To assess the impact of abiraterone acetate treatment on health care utilization, the researchers analyzed the hospitalization rate in the six months before and after abiraterone acetate and found a substantial increase in hospitalization rate after the treatment. Among patients without chemotherapy, the hospitalization rate increased by 53 percent among those who had no pre-existing cardiovascular disease. Among those with pre-existing cardiovascular disease, it ranged from a 34 percent increase among those with atrial fibrillation to 55 percent increase among those with acute myocardial infarction.
“The increased post-treatment hospitalization rate shows that there is risk associated with abiraterone acetate for all patients,” said Lu-Yao.

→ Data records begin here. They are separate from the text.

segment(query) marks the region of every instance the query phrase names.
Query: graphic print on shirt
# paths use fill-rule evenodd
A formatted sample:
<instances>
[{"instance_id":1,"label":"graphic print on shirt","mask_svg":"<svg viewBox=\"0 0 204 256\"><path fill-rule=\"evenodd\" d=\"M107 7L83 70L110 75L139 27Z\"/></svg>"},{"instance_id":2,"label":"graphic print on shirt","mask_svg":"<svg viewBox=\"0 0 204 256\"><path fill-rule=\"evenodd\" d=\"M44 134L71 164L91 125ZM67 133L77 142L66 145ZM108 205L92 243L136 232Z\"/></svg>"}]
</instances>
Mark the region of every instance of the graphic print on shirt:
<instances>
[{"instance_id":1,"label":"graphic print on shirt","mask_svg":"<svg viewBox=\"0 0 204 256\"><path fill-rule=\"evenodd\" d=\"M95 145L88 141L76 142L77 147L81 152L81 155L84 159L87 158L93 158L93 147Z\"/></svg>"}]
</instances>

Abiraterone acetate was first approved
by the U.S. Food and Drug Administration in April 2011 for use in combination with prednisone for the treatment of patients with metastatic castration-resistant prostate cancer who have received prior chemotherapy containing docetaxel. In February 2018, it was approved
for uses in combination with prednisone for metastatic high-risk castration-sensitive prostate cancer.
“As we move abiraterone acetate treatment to patients with earlier stages of the disease and longer life expectancy, it is important to evaluate whether the benefits outweigh the risks based on the health status of the patients and to ensure that patients are carefully monitored for potential side effects,” said Lu-Yao.
According to Lu-Yao, the main limitation of the study is that the researchers could not address treatment efficacy among these vulnerable patients given the study’s retrospective nature, the presence of confounders such as variable disease states, and the inability to quantify expected survival without control groups. “We also could not directly compare our study population against the inclusion/exclusion criteria of the pivotal abiraterone acetate trials due to insufficient clinical information from the SEER database,” said Lu-Yao. “In addition, the cardiovascular conditions were derived from the Medicare files and misclassification might occur.”
This study was funded by a Pennsylvania CURE Program award and the National Cancer Institute. Lu-Yao has no direct conflicts to declare except that her spouse, who has no involvement with this study, is an officer of Sun Pharmaceutical Industries Inc.